Más simbólica que la decisión ochentera de Felipe acerca del rumbo del PSOE y del país será la que el otro líder (el del partido sin líderes) tendrá que tomar en el futuro, sobre todo si el éxito le acompaña: esto es, la de cortarse el pelo y buscar una excusa que le evite admitir que se ha plegado a los dictados del mercado y de la moda o no hacerlo. Resulta fácil imaginar a Pablo Iglesias pensando en sí mismo como en un Sansón político que podría perder su fuerza (acreditadamente hercúlea hasta ahora) si dejara que el estilista diera rienda suelta a su vocación con su melena, pero me consta que es un hombre leído que sabe que, en el manual de ese mismo estilista, el corte de pelo del hombre de Estado es eso, un corte de pelo y no un saneado de puntas. Escoger entre dejarse la melena o pasarse a la raya al lado en plan Don Draper es escoger entre matar al hijo idealista o al pragmático, y a la hora de hacerlo no es conveniente obviar que, aunque amamos más al primero, este terminará muriendo por sí solo tras meterse en algún loable berenjenal, porque el idealismo tiene tanto de virtud elevada como de enfermedad o práctica de riesgo. 

El problema del idealismo en el siglo XXI no es de exceso de ambición, sino precisamente de falta de esta. El tiempo lo aja todo, incluyendo la moral, y son el tiempo y los tiempos los que han hecho que el reclamar pan y techo para la gente nos llegue a parecer un gesto subversivo que pone en peligro la convivencia. A las viejas y ambiciosas utopías (el comunismo, el anarquismo) las han sustituido otras de andar por casa que, paradójicamente, despiertan los mismos recelos que despertaban las utopías de verdad.
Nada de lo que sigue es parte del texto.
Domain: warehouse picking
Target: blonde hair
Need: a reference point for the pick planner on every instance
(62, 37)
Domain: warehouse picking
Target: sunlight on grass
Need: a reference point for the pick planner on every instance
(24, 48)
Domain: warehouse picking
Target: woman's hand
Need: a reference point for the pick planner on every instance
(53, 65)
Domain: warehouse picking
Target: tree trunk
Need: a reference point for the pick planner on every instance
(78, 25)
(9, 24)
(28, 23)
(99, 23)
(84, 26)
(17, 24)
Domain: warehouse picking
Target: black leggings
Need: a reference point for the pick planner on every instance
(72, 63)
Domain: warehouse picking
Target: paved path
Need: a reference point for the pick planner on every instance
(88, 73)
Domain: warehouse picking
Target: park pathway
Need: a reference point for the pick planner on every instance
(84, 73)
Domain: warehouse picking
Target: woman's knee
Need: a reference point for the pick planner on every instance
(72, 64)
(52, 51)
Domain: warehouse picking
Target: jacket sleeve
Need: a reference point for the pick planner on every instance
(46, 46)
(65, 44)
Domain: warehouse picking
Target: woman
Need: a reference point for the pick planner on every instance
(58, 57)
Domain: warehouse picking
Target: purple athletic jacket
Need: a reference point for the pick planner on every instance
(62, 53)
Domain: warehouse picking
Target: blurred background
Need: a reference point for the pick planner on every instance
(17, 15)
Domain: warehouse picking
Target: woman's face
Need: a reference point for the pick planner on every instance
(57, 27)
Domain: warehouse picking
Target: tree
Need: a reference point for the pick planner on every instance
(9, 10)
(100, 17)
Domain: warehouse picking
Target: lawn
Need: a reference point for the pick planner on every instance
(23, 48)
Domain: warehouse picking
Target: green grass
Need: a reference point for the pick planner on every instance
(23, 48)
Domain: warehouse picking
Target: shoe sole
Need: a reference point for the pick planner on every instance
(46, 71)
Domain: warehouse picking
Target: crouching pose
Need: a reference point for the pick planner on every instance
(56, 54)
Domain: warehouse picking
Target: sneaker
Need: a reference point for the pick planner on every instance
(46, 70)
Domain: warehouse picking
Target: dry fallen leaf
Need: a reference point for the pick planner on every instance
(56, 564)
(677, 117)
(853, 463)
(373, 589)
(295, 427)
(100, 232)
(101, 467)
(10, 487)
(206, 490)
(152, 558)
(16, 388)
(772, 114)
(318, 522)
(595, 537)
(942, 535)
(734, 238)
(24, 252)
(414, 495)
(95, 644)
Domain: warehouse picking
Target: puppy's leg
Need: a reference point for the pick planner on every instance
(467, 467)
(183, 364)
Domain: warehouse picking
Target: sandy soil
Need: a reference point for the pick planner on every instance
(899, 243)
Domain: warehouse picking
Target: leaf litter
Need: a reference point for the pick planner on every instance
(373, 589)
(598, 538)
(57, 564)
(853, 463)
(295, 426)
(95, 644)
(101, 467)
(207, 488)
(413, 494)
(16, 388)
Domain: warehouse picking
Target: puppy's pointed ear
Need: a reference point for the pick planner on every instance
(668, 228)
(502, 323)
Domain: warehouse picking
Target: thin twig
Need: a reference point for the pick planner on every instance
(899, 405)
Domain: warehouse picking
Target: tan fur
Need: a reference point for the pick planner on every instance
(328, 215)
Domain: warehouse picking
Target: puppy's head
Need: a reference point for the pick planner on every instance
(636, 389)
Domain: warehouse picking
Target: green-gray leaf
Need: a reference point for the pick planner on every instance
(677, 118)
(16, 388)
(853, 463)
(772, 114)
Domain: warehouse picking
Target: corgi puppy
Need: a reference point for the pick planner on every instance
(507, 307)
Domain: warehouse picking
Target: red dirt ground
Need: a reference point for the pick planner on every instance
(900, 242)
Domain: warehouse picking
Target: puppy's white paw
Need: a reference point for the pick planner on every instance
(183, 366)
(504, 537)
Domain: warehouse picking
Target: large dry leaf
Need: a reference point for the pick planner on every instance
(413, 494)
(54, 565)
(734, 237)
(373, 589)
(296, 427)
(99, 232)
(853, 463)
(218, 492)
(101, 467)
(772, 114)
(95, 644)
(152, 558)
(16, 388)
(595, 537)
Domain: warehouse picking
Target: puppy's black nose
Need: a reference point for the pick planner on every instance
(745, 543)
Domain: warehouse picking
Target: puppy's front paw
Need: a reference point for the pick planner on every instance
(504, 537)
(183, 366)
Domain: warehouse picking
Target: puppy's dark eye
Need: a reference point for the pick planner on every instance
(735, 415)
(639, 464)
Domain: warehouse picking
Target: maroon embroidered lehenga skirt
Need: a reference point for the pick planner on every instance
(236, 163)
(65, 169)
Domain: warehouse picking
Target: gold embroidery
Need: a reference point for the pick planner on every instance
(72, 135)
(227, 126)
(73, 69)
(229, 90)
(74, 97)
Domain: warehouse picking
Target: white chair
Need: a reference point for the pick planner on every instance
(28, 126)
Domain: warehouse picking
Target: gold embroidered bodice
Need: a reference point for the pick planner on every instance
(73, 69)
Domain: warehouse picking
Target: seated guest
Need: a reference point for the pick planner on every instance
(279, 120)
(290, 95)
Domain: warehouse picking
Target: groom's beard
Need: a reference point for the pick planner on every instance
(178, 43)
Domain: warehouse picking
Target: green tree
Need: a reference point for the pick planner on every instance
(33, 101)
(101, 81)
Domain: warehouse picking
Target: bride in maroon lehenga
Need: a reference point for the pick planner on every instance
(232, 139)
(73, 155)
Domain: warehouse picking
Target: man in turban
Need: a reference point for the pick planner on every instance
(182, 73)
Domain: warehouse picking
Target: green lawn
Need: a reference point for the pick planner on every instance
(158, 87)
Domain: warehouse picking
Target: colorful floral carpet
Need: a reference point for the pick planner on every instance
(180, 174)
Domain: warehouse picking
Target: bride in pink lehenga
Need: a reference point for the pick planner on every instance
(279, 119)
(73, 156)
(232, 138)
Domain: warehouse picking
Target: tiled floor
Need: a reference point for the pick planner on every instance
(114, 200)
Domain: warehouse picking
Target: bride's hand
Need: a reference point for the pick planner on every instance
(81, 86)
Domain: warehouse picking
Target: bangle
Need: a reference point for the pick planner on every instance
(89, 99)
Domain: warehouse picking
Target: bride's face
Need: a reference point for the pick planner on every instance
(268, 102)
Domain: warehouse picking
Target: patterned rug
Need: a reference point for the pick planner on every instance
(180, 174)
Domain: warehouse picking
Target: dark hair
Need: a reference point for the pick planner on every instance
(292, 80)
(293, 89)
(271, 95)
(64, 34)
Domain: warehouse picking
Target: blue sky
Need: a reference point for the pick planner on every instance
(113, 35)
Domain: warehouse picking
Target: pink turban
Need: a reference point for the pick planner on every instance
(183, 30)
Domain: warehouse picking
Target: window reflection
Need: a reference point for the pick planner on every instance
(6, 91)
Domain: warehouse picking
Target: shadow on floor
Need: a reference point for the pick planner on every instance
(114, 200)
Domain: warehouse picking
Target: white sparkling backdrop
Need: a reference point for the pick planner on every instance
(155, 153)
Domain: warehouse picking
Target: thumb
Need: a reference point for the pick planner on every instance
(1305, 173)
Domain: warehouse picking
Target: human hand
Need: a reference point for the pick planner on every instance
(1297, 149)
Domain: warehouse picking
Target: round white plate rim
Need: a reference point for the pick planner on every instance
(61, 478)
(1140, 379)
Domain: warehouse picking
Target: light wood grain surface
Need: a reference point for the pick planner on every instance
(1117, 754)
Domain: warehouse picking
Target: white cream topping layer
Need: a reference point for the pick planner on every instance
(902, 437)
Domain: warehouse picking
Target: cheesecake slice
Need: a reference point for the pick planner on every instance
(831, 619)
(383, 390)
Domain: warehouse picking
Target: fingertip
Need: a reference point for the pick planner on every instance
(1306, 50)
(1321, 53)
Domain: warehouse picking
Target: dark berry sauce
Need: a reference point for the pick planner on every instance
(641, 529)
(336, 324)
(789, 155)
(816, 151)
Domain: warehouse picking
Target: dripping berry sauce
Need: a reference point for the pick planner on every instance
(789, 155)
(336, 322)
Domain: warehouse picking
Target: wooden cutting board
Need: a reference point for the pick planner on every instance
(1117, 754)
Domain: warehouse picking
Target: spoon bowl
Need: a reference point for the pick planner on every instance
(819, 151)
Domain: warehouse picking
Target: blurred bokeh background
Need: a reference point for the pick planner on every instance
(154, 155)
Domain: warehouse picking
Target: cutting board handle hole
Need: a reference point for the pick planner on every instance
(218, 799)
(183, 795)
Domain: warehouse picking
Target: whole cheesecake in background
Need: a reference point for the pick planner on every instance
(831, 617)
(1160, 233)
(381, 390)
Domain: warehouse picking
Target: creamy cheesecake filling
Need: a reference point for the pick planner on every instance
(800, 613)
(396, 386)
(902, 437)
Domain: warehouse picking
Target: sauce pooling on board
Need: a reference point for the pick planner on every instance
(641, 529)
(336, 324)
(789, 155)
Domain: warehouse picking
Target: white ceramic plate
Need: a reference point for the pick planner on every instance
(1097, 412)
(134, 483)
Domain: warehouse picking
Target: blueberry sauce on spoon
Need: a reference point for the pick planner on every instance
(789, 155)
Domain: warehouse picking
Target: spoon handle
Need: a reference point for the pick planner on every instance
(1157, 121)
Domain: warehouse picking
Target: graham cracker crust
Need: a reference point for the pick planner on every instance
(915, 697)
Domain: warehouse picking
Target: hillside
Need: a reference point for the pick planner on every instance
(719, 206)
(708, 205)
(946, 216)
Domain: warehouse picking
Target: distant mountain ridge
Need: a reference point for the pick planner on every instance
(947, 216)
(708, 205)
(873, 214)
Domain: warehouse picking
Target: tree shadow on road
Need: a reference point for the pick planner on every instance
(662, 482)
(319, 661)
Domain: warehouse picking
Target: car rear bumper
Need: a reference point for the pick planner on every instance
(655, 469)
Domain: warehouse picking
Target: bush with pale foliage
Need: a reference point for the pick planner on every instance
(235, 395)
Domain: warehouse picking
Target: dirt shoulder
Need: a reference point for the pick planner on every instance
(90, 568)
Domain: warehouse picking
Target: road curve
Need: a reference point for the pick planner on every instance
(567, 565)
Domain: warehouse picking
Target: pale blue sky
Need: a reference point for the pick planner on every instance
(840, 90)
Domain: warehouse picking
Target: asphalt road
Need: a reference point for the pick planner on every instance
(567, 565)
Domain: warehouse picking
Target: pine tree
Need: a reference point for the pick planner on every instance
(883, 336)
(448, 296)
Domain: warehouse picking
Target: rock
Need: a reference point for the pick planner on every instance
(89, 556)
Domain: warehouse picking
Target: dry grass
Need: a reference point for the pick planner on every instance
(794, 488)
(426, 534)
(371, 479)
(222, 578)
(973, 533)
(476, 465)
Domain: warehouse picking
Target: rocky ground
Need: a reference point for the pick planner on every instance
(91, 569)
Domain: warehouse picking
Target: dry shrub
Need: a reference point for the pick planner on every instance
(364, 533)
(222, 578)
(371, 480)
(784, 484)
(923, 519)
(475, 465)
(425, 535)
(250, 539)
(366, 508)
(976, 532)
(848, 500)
Las encrucijadas decisivas en que nos veíamos hace un siglo han dejado su lugar a otras en las que confluyen caminos que llevan a lugares poco diferentes entre sí. Ya no sostenemos que la tierra deba ser para el que la trabaja, sino que no estaría mal que este pudiera labrar las tierras de otro con cierta dignidad; tampoco nos planteamos entregar al proletario los medios de producción, sino en asignarle una renta básica de miseria para evitar que muera de hambre, si bien no que lo haga de aburrimiento, en un presunto alarde de osadía ante el que muchos retroceden entre muecas de espanto. Con sueños tan poco atractivos es normal que terminemos levantándonos para ir al baño en lugar de aguantar en la cama cada vez que nos despertamos y tratar de retomar el hilo onírico para ver cómo termina la historia. 

Sufrimos una época en la que un corte de pelo (no duden que este debate llegará) tiene más papeletas para convertirse en objeto de controversia política que el derecho del ciudadano a decidir sobre su corte de pelo y sobre asuntos más importantes. Hoy por hoy es difícil que un padre se vea en la tesitura de elegir a cuál de sus hijos mata en beneficio del otro o de la Revolución, y como mucho tendrá que decantarse por aconsejar a los dos que emigren en busca de oportunidades profesionales o por permitirles que se queden en casa hasta los cuarenta viviendo de la menguante pensión del abuelo, igual que él mismo. Necesitamos utopías lo suficientemente motivadoras como para inducirnos a luchar por ellas, o una motivación externa (¿tal vez algún tipo de droga euforizante?) para afrontar los retos de todo a cien que se nos presentan con espíritu decidido y ánimo real de cambiar en algo el mundo. El hombre puso nombre a las cosas para que uno se hiciera una idea de lo que son sin necesidad de diseccionarlas, y el nombre de Podemos nos hace pensar que existe en sus bautistas voluntad de acometer misiones utópicas, aunque la utopía a la que aspiran sea la utopía menor que el presente nos autoriza a soñar: al fin y al cabo lo esencial no es lo que uno puede, sino lo que quiere hacer, que es algo que por lo general tiene más que ver con lo que al final hace.